The product of the Protestant Reformation is a simple unadorned cross, an empty cross resonating with the profound proclamation that Jesus died but is not dead. The cross is stripped of its terrible finality. Jesus Christ is risen! This is the Easter cross that celebrates the continuing reality of Jesus' triumph over the cross and His resurrection from brutality and death. As I meditate on this I am overcome by the realization that this Jesus who overcame suffering and evil is alive and present with me, giving me strength and hope and infusing me with new life here and now. I am gripped by the exclamation of St. Paul who longed to know Christ and the power of His resurrection in the midst of all the forces of oppression, turmoil and difficulty that confronted him. Followers of Jesus are participants in the resurrected life of Jesus Christ -- as St. Paul says, "through whom we live and move and have our being."
Another common depiction of the cross that often corresponds to Pentecostal and Charismatic traditions is the cross emblazoned with the outline of a dove or flame of fire. This is the cross of Jesus' ascension and the coming of the Holy Spirit. It speaks of Jesus who victoriously completed His mission and has returned to the glory of the Father. Yet He promised never to abandon His disciples as orphans, but to send to them an advocate, a Counselor, the Holy Spirit who would be with them and empower them to continue the work He gave them to do. The church was born at Pentecost, when Peter and the disciples were emboldened and equipped by the Holy Spirit to preach the good news in every language, to heal the sick and to serve the poor. The story of those disciples and the early church is the thrilling story of ordinary men doing extraordinary things in the power of the Holy Spirit. As I fix my eyes on the meaning of this depiction of the cross, I find myself rejoicing in the presence of the Holy Spirit who has energized and re-energized the church throughout the ages and who is working through the church in our day too.
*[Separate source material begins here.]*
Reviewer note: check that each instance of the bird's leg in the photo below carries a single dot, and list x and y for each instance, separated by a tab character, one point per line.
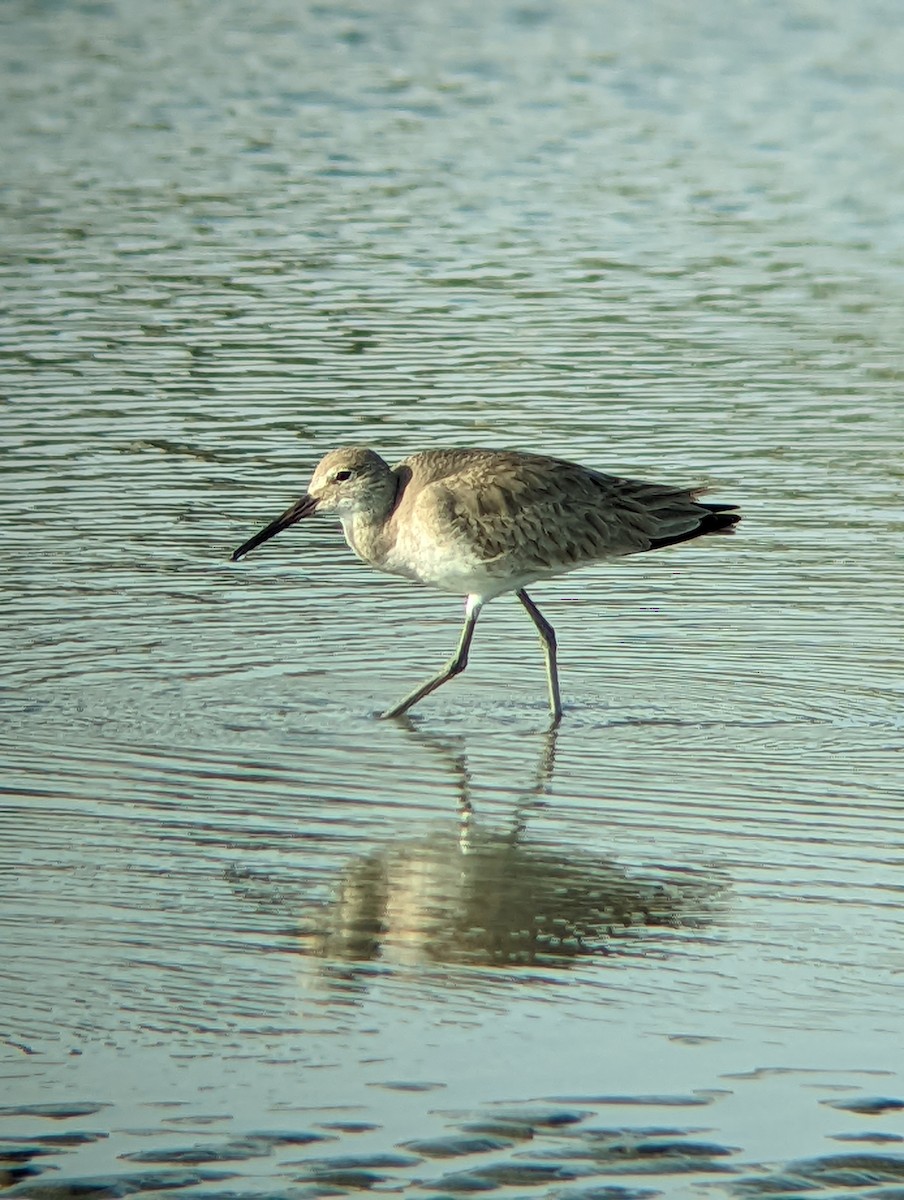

You and I live under the sign of the cross -- the cross of Jesus Christ, which has stood and continues to stand at the center of our faith. It is the cross at the center of our various Christian traditions, the cross that is the story of the church. It is at the foot of the cross of Jesus Christ that we are reconciled to God and to each other. It is in the way of the cross that we continue to follow Jesus -- our Wounded Healer, Lord of lords and King of kings, Our Resurrected Savior, the One who has not left us but who continually accompanies and empowers us by His Holy Spirit.